GROWING fruit and veg, woodwork and craft sessions play a crucial role in helping people with mental ill health back into paid work, education or training.

And a £4,660 grant for Restore to buy a potting shed for its East Oxford site will give a real boost to the charity.

The project at The Beehive in Manzil Way is one of six recovery groups Restore operates around the county.

Restore head of external relations, Tom Hayes, said that people with mental ill health often find themselves unable to take part in employment, training or other meaningful activities.

He explained: “With recovery, it’s about supporting people to gain positive insights into themselves, to develop new skills and set goals they work towards, providing a sense of structure and purpose.

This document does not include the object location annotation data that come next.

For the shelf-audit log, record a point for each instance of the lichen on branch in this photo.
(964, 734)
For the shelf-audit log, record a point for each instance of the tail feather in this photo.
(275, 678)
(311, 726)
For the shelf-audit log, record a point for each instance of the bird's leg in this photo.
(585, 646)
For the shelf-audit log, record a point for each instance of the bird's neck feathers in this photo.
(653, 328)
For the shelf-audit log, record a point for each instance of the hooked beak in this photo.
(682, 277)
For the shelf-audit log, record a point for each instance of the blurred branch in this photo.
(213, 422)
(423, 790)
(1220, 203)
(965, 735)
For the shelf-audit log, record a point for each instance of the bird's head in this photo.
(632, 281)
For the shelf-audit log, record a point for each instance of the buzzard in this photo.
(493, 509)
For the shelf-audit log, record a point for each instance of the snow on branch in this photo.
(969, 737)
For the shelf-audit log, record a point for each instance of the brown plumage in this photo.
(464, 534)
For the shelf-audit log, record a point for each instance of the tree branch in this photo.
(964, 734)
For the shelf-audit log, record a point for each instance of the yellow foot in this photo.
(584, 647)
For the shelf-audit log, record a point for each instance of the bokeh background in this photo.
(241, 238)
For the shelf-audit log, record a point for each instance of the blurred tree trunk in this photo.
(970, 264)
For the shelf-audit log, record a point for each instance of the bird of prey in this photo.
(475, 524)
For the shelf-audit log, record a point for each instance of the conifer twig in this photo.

“The money for this shed will be really helpful, as it will provide a space for us to do that for a larger number of people.”

The cash award comes from The Gannett Foundation which is operated on behalf of the Oxford Mail’s parent company Gannett Media.

Last year, Restore supported more than 680 members and provides coaching to bring out the best in people so that they can find and stay in paid work.

But there is a lengthy waiting list for people wanting to use its services, so extra funding is always welcome, Mr Hayes explained.

The new shed means the charity will be able to help 25 to 30 more people each year.

Mr Hayes said: “Social networks are such an important part of recovery.

“I heard from a member quite recently about how she knew that she was starting to recover from mental ill health because she wasn’t just in recovery doing something for herself, she was doing something to support another person.

“And because this shed is going to provide space for people to work with each other, then it is going to be a really helpful thing.”

Some of those who come to Beehive may also be battling homelessness, substance misuse and poverty.

Restore's other recovery groups are at the Garden Café also in Manzil Way, Elder Stubbs in East Oxford, Littlemore, Fleet Meadow group in Didcot and The Orchard in Banbury.

Restore joint chief executive Lesley Dewhurst said: “We are delighted to be getting the money from the Gannett Foundation.

“It is about helping people move from a position of ill health through to recovering their status and enjoyment of life, finding they can get back into routine work and things that can give them joy and growing things is a key part of that.”